O Federal Reserve adotou um tom mais hawkish na reunião de junho, mas já se passou uma semana desde então, e os ursos continuam pressionando como se a perspectiva de uma alta de juros tivesse surgido apenas ontem. A postura do BCE em sua última reunião dificilmente pode ser considerada dovish a ponto de justificar uma semana inteira de queda do euro. As negociações entre Teerã e Washington começaram, e ambas as partes agora dispõem de dois meses para resolver a questão nuclear.
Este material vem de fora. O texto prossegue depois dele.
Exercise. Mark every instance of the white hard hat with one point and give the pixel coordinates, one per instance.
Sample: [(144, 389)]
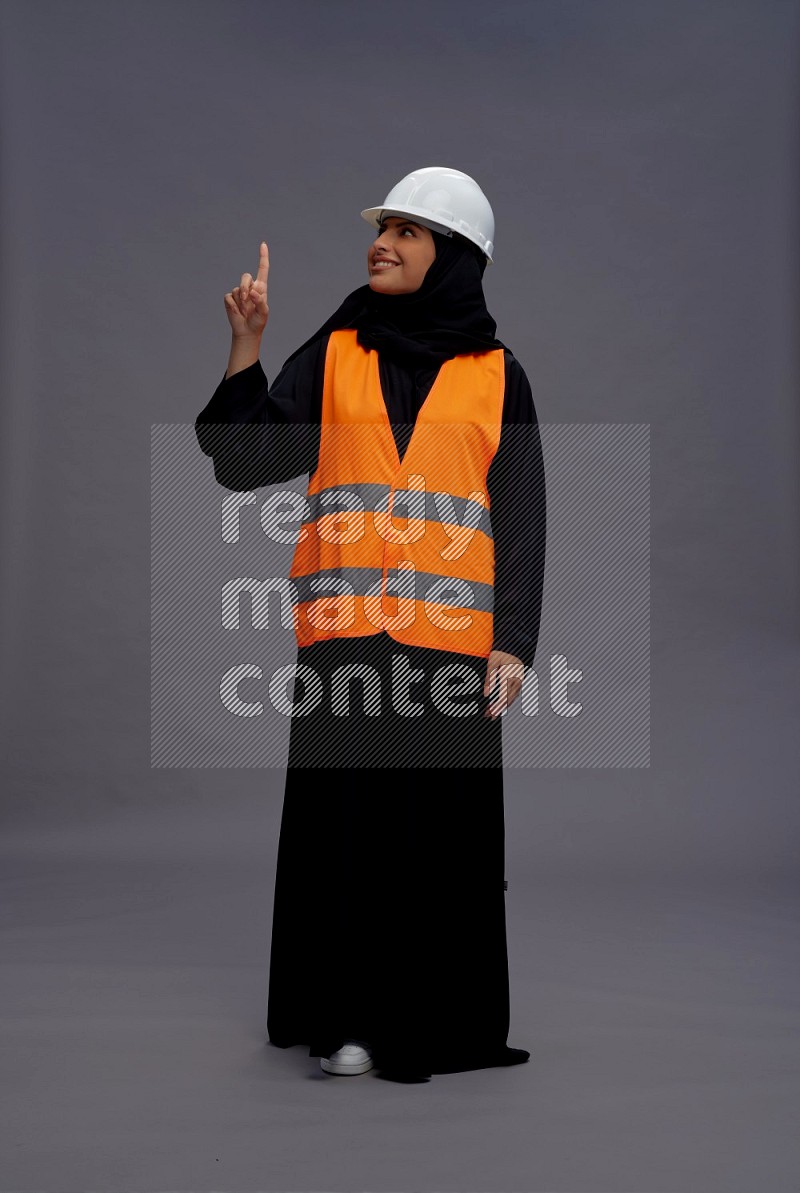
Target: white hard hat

A assinatura de uma trégua temporária na semana passada já dizia muito. Ainda assim, os traders não estão apenas mantendo dólares como ativo de proteção caso as tensões no Oriente Médio voltem a aumentar — eles continuam comprando a moeda de forma agressiva, como se o conflito tivesse recomeçado e um bloqueio do Estreito de Ormuz viesse acompanhado pelo fechamento do Estreito de Bab el-Mandeb.
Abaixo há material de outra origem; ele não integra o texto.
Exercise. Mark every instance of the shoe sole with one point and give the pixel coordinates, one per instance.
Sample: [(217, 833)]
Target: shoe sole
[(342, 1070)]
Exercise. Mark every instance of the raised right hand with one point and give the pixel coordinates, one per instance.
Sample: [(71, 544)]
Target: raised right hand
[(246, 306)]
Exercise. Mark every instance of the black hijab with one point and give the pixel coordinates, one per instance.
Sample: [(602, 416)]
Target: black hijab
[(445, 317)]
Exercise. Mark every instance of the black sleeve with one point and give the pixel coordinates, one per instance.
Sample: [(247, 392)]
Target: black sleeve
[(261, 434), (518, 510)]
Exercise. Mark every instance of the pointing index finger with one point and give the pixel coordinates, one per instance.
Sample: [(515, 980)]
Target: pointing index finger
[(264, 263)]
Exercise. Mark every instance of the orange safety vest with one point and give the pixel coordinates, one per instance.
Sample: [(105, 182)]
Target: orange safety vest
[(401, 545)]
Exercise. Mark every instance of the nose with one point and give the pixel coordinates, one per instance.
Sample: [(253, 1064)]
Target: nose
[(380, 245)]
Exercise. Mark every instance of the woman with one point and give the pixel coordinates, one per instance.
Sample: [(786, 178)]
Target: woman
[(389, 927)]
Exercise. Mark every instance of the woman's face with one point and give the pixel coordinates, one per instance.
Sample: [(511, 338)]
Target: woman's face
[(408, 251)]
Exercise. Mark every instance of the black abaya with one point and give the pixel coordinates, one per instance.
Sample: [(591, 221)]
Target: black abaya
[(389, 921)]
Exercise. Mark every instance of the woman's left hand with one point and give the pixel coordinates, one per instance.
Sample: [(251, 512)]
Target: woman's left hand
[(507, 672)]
O movimento de baixa foi tão intenso que o preço sequer tentou retornar às zonas de ineficiência (imbalances). Como resultado, os traders atualmente carecem de sinais operacionais, apesar da forte queda. Na minha visão, não existem razões fundamentais que justifiquem uma valorização tão expressiva do dólar neste momento.
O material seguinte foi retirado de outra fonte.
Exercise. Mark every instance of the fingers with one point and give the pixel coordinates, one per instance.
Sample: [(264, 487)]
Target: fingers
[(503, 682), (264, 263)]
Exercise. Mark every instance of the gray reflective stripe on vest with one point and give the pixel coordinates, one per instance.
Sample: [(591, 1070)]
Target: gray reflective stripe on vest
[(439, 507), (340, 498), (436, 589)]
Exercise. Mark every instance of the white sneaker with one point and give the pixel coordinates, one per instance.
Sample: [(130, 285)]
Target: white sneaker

Os desdobramentos geopolíticos acabaram ficando em segundo plano na semana passada. Teerã e Washington assinaram um memorando de entendimento, prorrogaram a trégua por 60 dias e começaram a trabalhar na reabertura do Estreito de Ormuz. As negociações nucleares foram oficialmente iniciadas na Suíça no domingo. No entanto, não vimos a esperada queda do dólar decorrente da redução das tensões geopolíticas. Tampouco vimos força do euro após a postura mais restritiva adotada pelo BCE. Os ursos simplesmente se recusam a abrir mão do controle, apesar de um pano de fundo geopolítico e informacional favorável. Nessas circunstâncias, resta apenas aguardar o fim do avanço de baixa — ou, ao menos, o surgimento de novos sinais de venda.

O imbalance de baixa 16 acabou sendo respeitado, mas o preço avançou acima dele; portanto, eu não o interpretaria como um sinal de venda confirmado. Na minha opinião, sem a reunião do Federal Reserve (Fed), a queda do par, ao menos nessa magnitude, não teria ocorrido. Nesse caso, o imbalance 16 poderia muito bem ter sido invalidado, e a evolução do mercado apontava nessa direção. O quadro técnico atual sugere a continuação do impulso baixista iniciado em 17 de abril. O imbalance de baixa não foi totalmente mitigado nem transformado em um sinal de venda válido.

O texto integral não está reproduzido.